Yesterday we had the ninth Toronto DemoCamp, at No Regrets. I got the impression that the crowd was noisier than usual -at times I had trouble listening to the presenters. A brief summary of the demos:
- DictaBrain – A phone-to-blog service: call to a phone number, dictate whatever you want to have in your blog, and the service does voice recognition and uploads the content for you. Don’t know how good really is the voice recognition, though it worked fine during the demo. Anyway, I can’t see myself using it -I write only 2-3 posts per week, I can always wait until I reach a computer, and I like pretty pictures with my posts.
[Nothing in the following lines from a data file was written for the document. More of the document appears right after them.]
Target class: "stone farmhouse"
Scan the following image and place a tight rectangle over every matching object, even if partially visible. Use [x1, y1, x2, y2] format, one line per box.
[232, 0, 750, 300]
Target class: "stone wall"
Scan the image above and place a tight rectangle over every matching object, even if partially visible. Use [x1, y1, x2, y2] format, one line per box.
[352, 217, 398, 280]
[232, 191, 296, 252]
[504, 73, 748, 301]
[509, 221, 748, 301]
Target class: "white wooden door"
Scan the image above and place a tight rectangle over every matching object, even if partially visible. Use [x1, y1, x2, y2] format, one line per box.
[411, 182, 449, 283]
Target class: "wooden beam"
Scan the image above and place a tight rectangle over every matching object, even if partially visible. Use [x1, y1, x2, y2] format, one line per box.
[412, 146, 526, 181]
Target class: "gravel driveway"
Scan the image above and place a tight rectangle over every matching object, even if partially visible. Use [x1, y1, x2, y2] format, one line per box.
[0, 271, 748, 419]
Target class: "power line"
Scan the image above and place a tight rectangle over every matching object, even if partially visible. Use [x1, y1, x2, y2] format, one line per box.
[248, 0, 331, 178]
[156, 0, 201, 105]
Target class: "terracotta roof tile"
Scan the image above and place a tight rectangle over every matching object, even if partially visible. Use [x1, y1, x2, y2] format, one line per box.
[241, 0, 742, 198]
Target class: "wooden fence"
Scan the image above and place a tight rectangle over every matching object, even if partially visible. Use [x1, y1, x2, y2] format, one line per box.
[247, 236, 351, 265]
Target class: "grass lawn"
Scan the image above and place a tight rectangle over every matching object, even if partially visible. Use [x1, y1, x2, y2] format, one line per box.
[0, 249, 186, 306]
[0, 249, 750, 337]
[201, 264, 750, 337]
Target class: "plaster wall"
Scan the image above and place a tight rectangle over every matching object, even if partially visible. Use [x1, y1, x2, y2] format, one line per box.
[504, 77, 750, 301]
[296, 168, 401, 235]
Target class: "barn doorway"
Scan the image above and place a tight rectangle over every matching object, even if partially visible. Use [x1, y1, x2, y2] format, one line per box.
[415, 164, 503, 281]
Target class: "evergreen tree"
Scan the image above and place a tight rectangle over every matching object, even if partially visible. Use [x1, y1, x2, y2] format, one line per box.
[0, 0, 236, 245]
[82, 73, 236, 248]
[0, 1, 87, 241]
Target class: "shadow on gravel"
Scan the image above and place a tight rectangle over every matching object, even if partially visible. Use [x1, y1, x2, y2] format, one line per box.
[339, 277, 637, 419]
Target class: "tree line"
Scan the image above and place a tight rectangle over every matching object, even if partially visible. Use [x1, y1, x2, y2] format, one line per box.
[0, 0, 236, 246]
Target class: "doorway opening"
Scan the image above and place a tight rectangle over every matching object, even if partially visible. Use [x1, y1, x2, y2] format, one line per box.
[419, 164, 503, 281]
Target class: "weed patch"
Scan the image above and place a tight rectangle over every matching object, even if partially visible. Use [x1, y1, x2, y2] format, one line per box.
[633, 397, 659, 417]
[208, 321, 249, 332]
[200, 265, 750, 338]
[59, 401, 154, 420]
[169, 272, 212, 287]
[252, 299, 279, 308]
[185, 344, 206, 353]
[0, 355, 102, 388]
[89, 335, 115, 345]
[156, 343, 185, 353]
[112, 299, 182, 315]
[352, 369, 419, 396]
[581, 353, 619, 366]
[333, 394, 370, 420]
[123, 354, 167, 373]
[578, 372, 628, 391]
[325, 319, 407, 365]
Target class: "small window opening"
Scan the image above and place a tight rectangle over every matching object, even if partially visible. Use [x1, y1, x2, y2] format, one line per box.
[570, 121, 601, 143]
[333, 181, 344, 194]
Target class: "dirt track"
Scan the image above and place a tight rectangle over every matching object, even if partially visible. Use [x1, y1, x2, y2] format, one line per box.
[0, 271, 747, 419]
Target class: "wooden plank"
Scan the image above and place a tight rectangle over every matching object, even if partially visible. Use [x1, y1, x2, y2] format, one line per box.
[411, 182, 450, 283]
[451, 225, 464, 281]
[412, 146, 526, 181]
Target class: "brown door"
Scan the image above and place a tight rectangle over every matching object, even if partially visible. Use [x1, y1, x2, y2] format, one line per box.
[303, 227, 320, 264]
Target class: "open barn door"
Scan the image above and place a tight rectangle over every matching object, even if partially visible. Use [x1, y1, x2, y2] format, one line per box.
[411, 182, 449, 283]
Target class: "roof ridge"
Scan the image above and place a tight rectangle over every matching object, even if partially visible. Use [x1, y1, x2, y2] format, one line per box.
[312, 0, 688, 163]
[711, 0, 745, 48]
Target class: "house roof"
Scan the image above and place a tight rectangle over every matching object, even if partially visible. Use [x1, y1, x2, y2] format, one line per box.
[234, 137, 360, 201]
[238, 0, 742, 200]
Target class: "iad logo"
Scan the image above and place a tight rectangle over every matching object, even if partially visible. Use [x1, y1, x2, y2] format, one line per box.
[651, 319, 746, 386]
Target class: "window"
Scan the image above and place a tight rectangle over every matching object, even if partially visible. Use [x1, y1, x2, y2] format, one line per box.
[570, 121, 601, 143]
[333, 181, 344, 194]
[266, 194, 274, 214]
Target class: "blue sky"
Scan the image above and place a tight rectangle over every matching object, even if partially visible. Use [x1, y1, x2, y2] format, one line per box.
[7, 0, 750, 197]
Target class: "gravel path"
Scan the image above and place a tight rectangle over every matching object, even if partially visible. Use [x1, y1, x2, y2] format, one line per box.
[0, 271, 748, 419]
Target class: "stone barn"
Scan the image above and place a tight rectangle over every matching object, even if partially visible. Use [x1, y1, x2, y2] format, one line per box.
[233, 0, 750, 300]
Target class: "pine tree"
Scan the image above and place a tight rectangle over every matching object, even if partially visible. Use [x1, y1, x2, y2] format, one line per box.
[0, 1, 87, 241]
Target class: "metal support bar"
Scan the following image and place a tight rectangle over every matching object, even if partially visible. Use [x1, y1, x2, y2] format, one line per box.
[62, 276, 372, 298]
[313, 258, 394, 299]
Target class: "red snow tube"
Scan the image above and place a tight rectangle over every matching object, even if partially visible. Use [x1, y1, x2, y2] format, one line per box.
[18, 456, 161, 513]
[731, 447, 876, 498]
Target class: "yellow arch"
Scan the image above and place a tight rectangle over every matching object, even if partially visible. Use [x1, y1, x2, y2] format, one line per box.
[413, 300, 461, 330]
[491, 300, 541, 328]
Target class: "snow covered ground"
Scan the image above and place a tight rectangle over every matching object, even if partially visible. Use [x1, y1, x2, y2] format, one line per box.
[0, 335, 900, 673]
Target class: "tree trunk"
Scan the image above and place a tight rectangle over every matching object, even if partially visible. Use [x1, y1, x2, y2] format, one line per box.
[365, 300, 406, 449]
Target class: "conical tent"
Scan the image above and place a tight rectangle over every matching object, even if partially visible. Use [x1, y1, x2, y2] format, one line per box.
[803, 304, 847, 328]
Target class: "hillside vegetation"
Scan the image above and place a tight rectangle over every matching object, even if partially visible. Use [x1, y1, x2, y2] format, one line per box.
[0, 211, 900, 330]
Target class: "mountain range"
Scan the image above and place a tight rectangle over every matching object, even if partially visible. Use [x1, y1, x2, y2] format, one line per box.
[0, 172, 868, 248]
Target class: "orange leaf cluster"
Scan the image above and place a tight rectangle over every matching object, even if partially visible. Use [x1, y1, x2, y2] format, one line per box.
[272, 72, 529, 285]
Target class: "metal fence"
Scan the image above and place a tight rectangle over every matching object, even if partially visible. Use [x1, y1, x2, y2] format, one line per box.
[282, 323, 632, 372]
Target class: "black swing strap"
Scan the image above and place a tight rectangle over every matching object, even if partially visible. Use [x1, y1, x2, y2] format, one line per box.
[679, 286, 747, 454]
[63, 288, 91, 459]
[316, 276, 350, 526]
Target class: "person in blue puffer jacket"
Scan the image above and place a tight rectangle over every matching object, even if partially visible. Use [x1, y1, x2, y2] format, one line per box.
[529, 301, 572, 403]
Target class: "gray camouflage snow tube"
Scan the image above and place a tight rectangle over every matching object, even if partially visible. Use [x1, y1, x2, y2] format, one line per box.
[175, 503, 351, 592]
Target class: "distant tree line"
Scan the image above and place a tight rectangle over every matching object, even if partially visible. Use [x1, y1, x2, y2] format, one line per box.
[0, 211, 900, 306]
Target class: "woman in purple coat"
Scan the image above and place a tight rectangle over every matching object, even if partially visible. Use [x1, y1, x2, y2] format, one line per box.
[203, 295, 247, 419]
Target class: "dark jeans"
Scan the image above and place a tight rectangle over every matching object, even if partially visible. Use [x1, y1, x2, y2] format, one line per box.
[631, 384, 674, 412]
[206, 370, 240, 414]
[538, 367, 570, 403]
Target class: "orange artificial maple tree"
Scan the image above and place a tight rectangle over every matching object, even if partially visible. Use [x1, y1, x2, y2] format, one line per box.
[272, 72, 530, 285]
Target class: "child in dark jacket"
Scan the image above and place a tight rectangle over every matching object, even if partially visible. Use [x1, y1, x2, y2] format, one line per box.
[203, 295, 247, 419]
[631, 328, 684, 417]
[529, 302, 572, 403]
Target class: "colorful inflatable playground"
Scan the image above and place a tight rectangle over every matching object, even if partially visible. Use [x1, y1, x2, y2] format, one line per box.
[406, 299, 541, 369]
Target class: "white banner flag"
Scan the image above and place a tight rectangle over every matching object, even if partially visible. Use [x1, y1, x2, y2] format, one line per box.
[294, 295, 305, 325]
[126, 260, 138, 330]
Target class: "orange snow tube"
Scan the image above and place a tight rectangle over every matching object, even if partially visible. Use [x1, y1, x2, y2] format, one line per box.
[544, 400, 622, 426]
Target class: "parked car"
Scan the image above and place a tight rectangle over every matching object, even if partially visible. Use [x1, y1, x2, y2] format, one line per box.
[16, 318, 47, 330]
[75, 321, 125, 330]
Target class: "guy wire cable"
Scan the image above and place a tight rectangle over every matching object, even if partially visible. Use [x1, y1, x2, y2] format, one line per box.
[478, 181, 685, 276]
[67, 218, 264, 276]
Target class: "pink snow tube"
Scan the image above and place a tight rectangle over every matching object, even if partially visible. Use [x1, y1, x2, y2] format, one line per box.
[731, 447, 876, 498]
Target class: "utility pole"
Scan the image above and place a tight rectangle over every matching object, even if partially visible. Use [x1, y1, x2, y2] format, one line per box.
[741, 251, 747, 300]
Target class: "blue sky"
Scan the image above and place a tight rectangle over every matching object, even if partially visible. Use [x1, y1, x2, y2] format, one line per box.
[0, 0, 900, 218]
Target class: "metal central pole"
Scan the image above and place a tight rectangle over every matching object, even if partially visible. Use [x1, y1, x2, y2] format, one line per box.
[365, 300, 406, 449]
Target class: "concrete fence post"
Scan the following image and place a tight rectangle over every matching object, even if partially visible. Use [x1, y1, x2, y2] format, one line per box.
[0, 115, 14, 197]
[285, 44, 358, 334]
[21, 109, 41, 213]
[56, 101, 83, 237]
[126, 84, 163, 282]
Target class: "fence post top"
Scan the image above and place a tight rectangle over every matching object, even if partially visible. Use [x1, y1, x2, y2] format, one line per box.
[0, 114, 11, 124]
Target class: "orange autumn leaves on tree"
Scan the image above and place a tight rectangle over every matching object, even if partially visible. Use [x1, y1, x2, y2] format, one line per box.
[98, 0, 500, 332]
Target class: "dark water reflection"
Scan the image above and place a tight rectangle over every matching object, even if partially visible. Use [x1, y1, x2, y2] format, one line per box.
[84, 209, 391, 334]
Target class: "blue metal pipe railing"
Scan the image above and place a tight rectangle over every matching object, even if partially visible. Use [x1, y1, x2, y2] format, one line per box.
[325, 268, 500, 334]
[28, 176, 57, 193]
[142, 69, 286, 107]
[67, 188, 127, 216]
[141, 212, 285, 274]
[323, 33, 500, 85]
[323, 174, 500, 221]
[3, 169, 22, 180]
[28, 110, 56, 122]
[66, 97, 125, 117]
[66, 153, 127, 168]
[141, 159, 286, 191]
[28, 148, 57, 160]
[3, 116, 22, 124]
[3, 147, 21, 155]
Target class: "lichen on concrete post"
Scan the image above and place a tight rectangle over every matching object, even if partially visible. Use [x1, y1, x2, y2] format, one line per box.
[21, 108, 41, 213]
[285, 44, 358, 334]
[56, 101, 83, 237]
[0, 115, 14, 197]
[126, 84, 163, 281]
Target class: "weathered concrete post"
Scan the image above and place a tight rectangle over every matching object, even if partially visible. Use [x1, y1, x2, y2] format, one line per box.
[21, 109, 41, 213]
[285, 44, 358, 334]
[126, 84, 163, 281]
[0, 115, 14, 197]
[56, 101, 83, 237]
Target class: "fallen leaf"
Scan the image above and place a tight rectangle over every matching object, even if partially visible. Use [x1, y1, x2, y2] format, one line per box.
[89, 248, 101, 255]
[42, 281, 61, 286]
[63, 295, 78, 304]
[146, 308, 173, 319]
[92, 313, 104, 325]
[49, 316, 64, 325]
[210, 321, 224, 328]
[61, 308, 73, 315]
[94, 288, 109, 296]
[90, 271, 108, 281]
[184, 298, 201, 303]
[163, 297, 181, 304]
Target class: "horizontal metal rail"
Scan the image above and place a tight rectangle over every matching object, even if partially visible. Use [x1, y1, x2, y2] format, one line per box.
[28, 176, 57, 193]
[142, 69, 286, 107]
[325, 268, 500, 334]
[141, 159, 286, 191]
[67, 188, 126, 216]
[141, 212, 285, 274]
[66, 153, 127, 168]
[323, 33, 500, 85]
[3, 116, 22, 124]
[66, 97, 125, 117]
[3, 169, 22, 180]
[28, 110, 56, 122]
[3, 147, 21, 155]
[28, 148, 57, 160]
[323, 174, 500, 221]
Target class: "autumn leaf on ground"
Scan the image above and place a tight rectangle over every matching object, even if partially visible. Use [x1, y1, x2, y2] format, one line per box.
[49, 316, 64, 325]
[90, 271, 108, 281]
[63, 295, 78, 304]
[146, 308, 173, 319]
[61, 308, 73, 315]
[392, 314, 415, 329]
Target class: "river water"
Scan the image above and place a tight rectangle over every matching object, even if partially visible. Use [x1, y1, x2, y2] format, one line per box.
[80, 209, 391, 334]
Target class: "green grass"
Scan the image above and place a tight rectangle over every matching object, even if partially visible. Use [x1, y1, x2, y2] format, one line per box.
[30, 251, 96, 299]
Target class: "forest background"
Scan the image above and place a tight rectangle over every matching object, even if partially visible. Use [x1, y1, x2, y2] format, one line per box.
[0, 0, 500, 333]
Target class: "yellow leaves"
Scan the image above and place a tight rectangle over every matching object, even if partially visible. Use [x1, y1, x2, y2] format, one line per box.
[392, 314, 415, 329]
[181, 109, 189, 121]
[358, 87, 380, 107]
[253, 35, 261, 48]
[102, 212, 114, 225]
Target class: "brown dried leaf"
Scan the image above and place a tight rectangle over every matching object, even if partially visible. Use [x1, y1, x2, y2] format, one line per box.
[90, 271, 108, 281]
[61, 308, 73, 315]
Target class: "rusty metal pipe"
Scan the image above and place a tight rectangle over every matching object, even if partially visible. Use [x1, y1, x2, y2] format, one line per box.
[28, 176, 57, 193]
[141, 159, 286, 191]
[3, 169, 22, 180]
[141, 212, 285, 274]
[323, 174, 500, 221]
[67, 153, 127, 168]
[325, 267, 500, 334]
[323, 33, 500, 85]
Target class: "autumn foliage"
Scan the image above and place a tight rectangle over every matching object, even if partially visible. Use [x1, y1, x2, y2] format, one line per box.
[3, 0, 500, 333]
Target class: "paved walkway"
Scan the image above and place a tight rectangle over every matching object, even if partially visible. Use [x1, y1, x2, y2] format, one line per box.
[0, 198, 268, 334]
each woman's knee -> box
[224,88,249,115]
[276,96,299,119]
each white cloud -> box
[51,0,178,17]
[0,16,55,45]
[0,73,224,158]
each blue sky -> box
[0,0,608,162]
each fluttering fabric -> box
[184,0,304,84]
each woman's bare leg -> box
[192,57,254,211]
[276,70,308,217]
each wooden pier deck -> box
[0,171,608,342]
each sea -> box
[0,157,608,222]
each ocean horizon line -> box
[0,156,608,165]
- InfoQ – An IT news and articles website. It was partly a demo of their site and partly of some “funky AJAX” stuff. InfoQ tries to service five communities -Java, .Net, Ruby, SOA, and Agile-, and I guess they have a huge challenge in keeping the pace and offering innovative articles for all of them.
- ConceptShare – A service to share visual designs (web pages, advertisements, logos, anything), annotate them, and get feedback from experts. One of their goals is to shorten the feedback cycle between designers and clients, by sharing the designs through the net. The service seemed very polished and very convenient. Great stuff -the best of the night, in my opinion. And I can see how software development teams can also use it to speed up requirements elicitation and prototyping.
- The Email Company – They help you do web polls, surveys, email campaigns, and contests. Unfortunately things got really noisy at that time around me, so I couldn’t follow the talk fully.
- Pursudo – “What will the audience get from you?” “Hopefully someone here will get laid thanks to us”. It’s a website to hook up people; basically you say what you want to do and who you are, and people that want to hang out with people like you will get in touch. I don’t know how much of Pursudo is the service itself and how much is just showing off geek skills -the presenters were bragging that they developed it really fast, that Ruby is so cool it hurts, and so on.
Besides ConceptShare, the most interesting part of this DemoCamp was an annoncement by Jane Zhang and Nadia Gouveia, from The Partnership Platform. They’re looking for software development companies to connect them with non-profit organizations in software projects. It’s a very cool initiative; if it sounds like something you’d like to do you should drop them an e-mail.